Мы вылезли из палатки. Ни неба, ни земли, ни ближайших кустов — всё едино темень. И обжигающе-холодный дождь.
— Жень, ты?
Выбираясь наружу, мы приподнимали полог. Свет фонарика обозначал проем палатки, скорее всего, тем и обнаружили себя.
— Я, я, — подтвердил Евгений Иванович.
— А я тут хотел снасти ставить. Да уж ладно, лови. Хотя погода… Клёва не будет… Утром, может, рыбки для ушицы завезти, а то без ушицы как же?
— Не надо, — отказался Евгений Иванович.
— Ну, как знаешь.
— Милиции не боишься?
— А чего ее бояться? Милиционеры рыбку тоже любят.
Подмокшие и остылые, в палатку мы вернулись, как в долгожданный дом. Какие-никакие стены, а создавали ощущение уюта, защищали от невзгоды.
— Откуда ты знаешь этого Беспяткина? — спросил я у Евгения Ивановича.
— Он на реке, и я на реке, ну и разговорились. В этом лесочке, куда мы приткнули сейчас палатку, было его подворье.
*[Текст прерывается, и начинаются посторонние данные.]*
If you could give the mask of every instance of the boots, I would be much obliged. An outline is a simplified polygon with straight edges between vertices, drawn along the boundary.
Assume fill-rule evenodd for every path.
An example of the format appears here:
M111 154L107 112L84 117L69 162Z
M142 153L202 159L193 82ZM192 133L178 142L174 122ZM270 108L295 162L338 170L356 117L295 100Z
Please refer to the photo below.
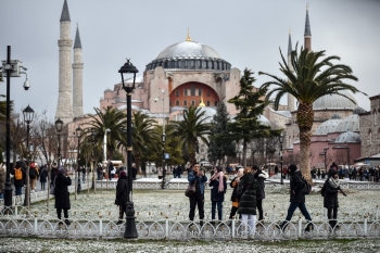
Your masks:
M123 224L123 223L124 223L123 217L119 217L119 218L118 218L118 222L116 223L116 225L121 225L121 224Z

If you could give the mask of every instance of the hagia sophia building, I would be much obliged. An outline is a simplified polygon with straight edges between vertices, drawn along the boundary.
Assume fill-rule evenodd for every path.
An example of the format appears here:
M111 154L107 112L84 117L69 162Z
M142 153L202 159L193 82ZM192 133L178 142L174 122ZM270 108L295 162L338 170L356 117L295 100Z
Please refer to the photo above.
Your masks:
M71 18L66 0L61 14L60 89L55 119L67 123L67 132L74 132L78 125L85 126L91 117L83 114L83 68L81 42L77 27L72 63ZM304 47L312 50L312 30L306 9ZM288 59L292 51L289 34ZM290 63L290 61L289 61ZM238 113L235 104L227 101L240 91L241 71L232 67L212 47L194 41L188 30L183 41L174 43L149 62L142 76L136 77L136 89L131 97L132 111L141 111L159 124L163 118L181 121L182 111L190 105L200 106L206 116L216 114L216 106L223 102L231 117ZM126 80L131 83L131 79ZM315 112L312 137L312 166L327 164L354 164L355 162L380 163L380 96L371 97L371 111L358 106L354 97L349 99L332 94L314 102ZM159 99L159 100L157 100ZM64 101L64 102L63 102ZM62 106L64 105L64 106ZM126 92L122 83L105 89L100 99L100 109L126 110ZM369 119L368 119L369 118ZM377 118L373 124L370 118ZM299 127L296 124L296 101L288 96L288 104L275 111L269 104L262 117L263 124L286 131L283 161L297 161L300 152ZM365 129L364 131L362 129ZM366 143L363 146L363 143ZM313 153L314 152L314 153ZM207 160L207 147L200 144L199 160ZM251 151L248 151L250 159ZM356 160L356 161L355 161Z

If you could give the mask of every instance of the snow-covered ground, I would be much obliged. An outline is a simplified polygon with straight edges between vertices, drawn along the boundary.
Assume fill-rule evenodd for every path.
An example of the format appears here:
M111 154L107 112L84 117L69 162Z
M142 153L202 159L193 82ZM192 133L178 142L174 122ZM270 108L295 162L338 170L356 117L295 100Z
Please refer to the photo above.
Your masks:
M264 212L266 219L283 219L289 206L288 190L279 186L266 188ZM376 219L379 215L379 191L347 191L347 197L339 195L340 208L338 218ZM231 190L227 191L224 203L228 212ZM117 219L117 206L114 205L115 192L112 190L78 194L77 200L71 195L72 208L69 218L107 216ZM138 220L165 218L178 215L187 218L189 200L183 190L134 190L134 203ZM313 218L317 218L322 208L322 198L313 193L306 198L306 205ZM55 217L53 201L47 210L47 203L34 203L31 212L38 216ZM206 215L211 217L210 190L205 193ZM198 212L197 212L198 213ZM227 214L226 214L227 215ZM226 216L225 215L225 216ZM169 216L168 218L174 218ZM293 216L297 218L297 214ZM322 219L322 217L319 217ZM124 239L42 239L42 238L0 238L0 252L380 252L380 240L377 239L340 239L335 240L136 240Z

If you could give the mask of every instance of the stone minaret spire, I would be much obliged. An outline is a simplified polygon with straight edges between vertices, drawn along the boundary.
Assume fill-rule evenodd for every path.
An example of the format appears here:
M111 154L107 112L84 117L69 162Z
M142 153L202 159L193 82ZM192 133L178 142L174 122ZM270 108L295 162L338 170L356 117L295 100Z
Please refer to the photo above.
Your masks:
M292 61L291 61L291 54L292 54L292 38L290 35L291 30L289 29L289 42L288 42L288 66L291 72L294 72ZM288 111L293 112L294 111L294 97L290 93L288 93Z
M67 1L63 3L61 14L60 40L60 87L55 119L61 118L64 124L73 121L73 92L72 92L72 47L71 40L71 20L67 8Z
M76 35L74 40L74 63L73 63L74 117L84 115L83 72L84 72L84 63L81 62L81 43L80 43L80 36L79 36L79 27L77 24Z
M306 21L305 21L305 33L304 33L304 48L312 51L312 29L311 22L308 21L308 4L306 4Z

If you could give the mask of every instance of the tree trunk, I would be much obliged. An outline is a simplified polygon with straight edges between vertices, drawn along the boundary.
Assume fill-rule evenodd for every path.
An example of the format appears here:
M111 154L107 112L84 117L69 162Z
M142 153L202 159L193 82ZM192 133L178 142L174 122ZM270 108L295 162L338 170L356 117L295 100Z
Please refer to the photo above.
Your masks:
M296 113L300 128L300 169L302 175L311 182L311 143L314 122L313 103L300 103Z

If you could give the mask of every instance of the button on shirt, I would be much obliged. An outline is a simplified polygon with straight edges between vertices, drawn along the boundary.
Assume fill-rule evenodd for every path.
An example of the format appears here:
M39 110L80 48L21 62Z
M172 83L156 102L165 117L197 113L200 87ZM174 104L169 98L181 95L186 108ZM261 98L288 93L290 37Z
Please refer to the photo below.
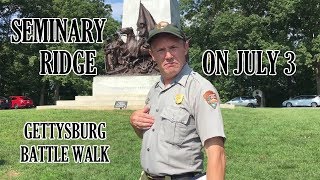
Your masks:
M205 140L225 138L220 105L212 107L203 95L213 85L186 64L167 87L160 79L150 90L146 105L155 118L143 133L142 168L151 175L164 176L200 172L201 148Z

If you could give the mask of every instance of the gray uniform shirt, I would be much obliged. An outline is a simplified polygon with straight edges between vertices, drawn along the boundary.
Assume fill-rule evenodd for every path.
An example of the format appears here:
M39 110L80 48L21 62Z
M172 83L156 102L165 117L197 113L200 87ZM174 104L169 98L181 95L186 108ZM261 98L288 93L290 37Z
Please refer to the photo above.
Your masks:
M157 176L202 171L205 140L225 138L219 102L210 105L206 92L218 99L213 85L187 64L170 85L160 80L151 88L146 105L155 122L143 133L144 171Z

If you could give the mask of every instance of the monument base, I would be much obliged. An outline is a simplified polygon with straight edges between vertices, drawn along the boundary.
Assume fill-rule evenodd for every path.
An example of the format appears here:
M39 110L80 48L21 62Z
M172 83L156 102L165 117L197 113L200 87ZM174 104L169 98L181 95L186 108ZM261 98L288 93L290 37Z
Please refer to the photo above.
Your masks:
M59 100L56 105L37 106L37 109L112 110L116 101L126 102L124 109L136 110L145 105L150 88L160 79L149 76L96 76L92 96L76 96L75 100Z

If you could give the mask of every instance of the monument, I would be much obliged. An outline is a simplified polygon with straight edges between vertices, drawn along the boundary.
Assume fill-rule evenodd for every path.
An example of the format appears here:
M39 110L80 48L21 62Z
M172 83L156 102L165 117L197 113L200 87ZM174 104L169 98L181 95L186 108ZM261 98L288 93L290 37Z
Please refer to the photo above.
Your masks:
M141 8L145 10L141 12ZM39 106L37 109L107 110L114 109L119 102L125 104L127 109L143 108L149 89L160 77L155 75L155 64L150 57L147 59L147 54L137 56L132 55L132 52L124 53L125 50L130 51L129 46L132 44L129 42L134 42L135 45L140 43L136 49L144 48L145 44L141 40L146 38L150 26L145 19L141 20L139 17L143 15L147 18L148 13L152 15L155 24L167 21L180 26L177 0L124 0L122 28L119 33L106 39L104 46L107 75L93 78L92 96L59 100L55 106ZM150 22L150 19L147 22Z
M179 26L178 2L125 0L123 8L122 28L105 42L106 74L157 74L146 42L148 32L160 21Z

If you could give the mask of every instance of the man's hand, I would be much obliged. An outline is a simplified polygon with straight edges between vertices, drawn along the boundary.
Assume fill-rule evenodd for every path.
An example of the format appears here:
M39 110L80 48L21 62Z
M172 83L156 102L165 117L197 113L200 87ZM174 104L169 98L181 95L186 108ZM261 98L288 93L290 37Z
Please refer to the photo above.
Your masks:
M131 126L140 138L142 138L143 130L149 129L154 123L154 118L149 114L149 110L150 108L145 106L143 109L134 111L130 116Z

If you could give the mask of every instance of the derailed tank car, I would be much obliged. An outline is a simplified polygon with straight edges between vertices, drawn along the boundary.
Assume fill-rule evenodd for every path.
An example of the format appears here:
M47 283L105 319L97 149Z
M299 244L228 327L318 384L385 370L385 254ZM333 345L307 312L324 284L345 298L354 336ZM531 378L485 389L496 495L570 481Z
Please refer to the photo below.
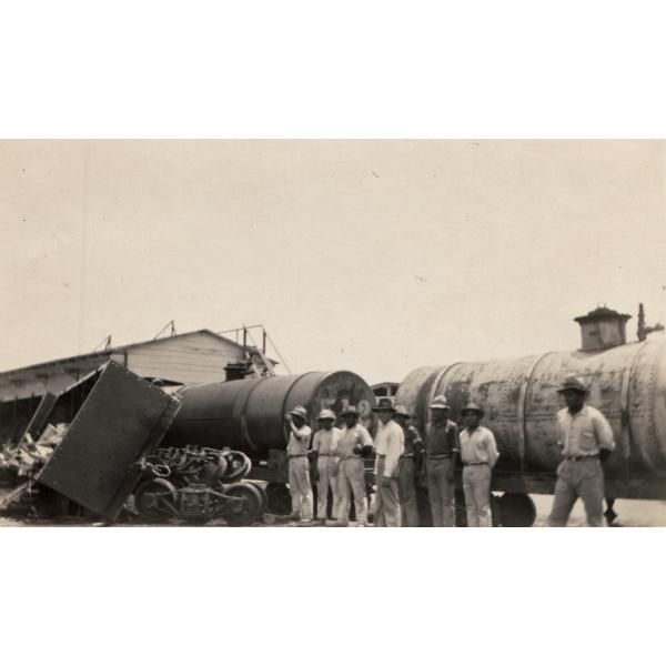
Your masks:
M576 352L414 370L397 401L420 428L435 395L446 396L455 421L465 403L483 404L483 423L501 453L492 490L504 493L503 522L529 525L535 512L528 494L553 493L562 460L556 413L564 405L557 387L564 376L576 375L615 434L616 450L605 464L606 496L666 500L666 341L646 341L639 320L644 340L627 344L628 319L607 307L577 317L583 349Z
M372 389L347 371L191 384L179 389L178 396L181 408L162 446L229 446L243 452L252 461L250 478L269 483L269 503L276 512L289 509L284 415L290 410L304 406L314 427L320 410L340 414L353 404L362 414L361 422L374 432Z

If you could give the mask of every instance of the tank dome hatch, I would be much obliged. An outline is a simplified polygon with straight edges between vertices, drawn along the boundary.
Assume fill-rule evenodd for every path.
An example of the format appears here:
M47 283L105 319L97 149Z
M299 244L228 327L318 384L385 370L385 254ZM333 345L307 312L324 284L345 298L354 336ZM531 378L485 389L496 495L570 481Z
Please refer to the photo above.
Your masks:
M583 352L607 350L627 342L627 321L630 314L620 314L606 305L599 305L574 321L581 325Z

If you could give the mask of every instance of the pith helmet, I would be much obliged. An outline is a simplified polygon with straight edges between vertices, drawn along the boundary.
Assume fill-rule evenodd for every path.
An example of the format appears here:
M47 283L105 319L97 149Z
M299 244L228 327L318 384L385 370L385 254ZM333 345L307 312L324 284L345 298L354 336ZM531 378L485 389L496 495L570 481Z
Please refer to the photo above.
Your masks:
M395 416L404 416L405 418L411 418L412 415L410 414L410 412L407 412L406 407L403 407L402 405L395 405L393 417L395 418Z
M294 407L290 414L292 416L300 416L303 421L305 421L307 423L307 410L305 407L302 407L301 405Z
M564 380L562 386L557 389L557 393L564 393L565 391L577 391L578 393L589 393L589 390L578 377L569 376Z
M476 403L467 403L462 410L461 414L466 414L467 412L476 412L480 416L483 416L485 412L476 404Z
M373 407L372 411L373 412L395 412L395 410L393 408L393 403L387 397L383 397L380 401L380 404L376 407Z
M448 410L448 402L444 395L435 395L428 407L431 410Z

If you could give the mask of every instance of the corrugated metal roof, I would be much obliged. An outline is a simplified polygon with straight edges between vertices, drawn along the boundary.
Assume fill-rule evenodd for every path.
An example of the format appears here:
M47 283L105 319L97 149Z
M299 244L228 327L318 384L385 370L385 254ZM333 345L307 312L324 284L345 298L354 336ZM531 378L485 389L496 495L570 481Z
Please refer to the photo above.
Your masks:
M215 337L218 340L223 340L224 342L235 346L238 349L243 349L242 344L234 342L233 340L229 340L229 337L224 337L223 335L219 335L214 333L210 329L200 329L199 331L190 331L189 333L178 333L176 335L170 335L169 337L158 337L157 340L145 340L143 342L133 342L132 344L123 344L120 346L109 347L108 350L101 350L99 352L91 352L90 354L79 354L77 356L68 356L65 359L57 359L54 361L47 361L44 363L36 363L33 365L26 365L23 367L17 367L14 370L7 370L4 372L0 372L0 379L10 377L16 374L23 374L26 372L34 372L41 369L50 367L53 365L67 365L68 363L75 363L78 361L87 361L90 359L104 359L111 356L112 354L123 353L128 350L133 350L140 346L148 346L153 344L159 344L161 342L165 342L168 340L174 340L175 337L185 337L188 335L210 335L211 337ZM248 349L254 349L248 346ZM276 362L275 362L276 363Z

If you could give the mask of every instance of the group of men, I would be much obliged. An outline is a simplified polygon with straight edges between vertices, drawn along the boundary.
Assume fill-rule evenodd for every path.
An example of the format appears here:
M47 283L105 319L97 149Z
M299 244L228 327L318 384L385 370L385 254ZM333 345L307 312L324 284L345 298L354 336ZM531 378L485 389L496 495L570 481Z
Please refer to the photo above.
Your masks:
M589 525L603 524L604 475L602 463L615 447L613 432L601 412L586 405L587 389L575 377L567 377L558 389L566 407L557 413L558 444L563 462L557 468L555 500L548 524L564 526L577 497L582 497ZM376 527L416 527L420 524L416 502L418 476L427 486L434 527L455 526L455 471L462 465L467 526L491 527L491 481L500 453L493 432L481 425L483 408L466 404L461 415L462 430L450 420L450 405L437 395L428 405L431 417L425 436L408 424L410 413L383 398L373 411L380 424L375 438L360 423L353 405L340 416L335 427L331 410L317 415L317 431L307 425L307 412L297 406L286 420L289 484L292 495L290 518L300 524L313 523L311 465L317 487L317 522L326 524L329 491L333 497L332 517L337 526L350 522L354 497L356 525L367 526L367 498L364 457L375 453Z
Там еще растут его яблони. Не захотел жить со всеми по ту сторону речки, тут бирюком обосновался. Мельница у него была. Раскулачили, подворье спалили. Когда вернулся из лагерей, построился уже в деревне. Но памятью остался здесь. Ему-то и браконьерство это не для наживы. Коренной мужик, без дела не привык. А сети — занятие на целую ночь. И главное, все родное — рядом. Для того он здесь и лодку держит.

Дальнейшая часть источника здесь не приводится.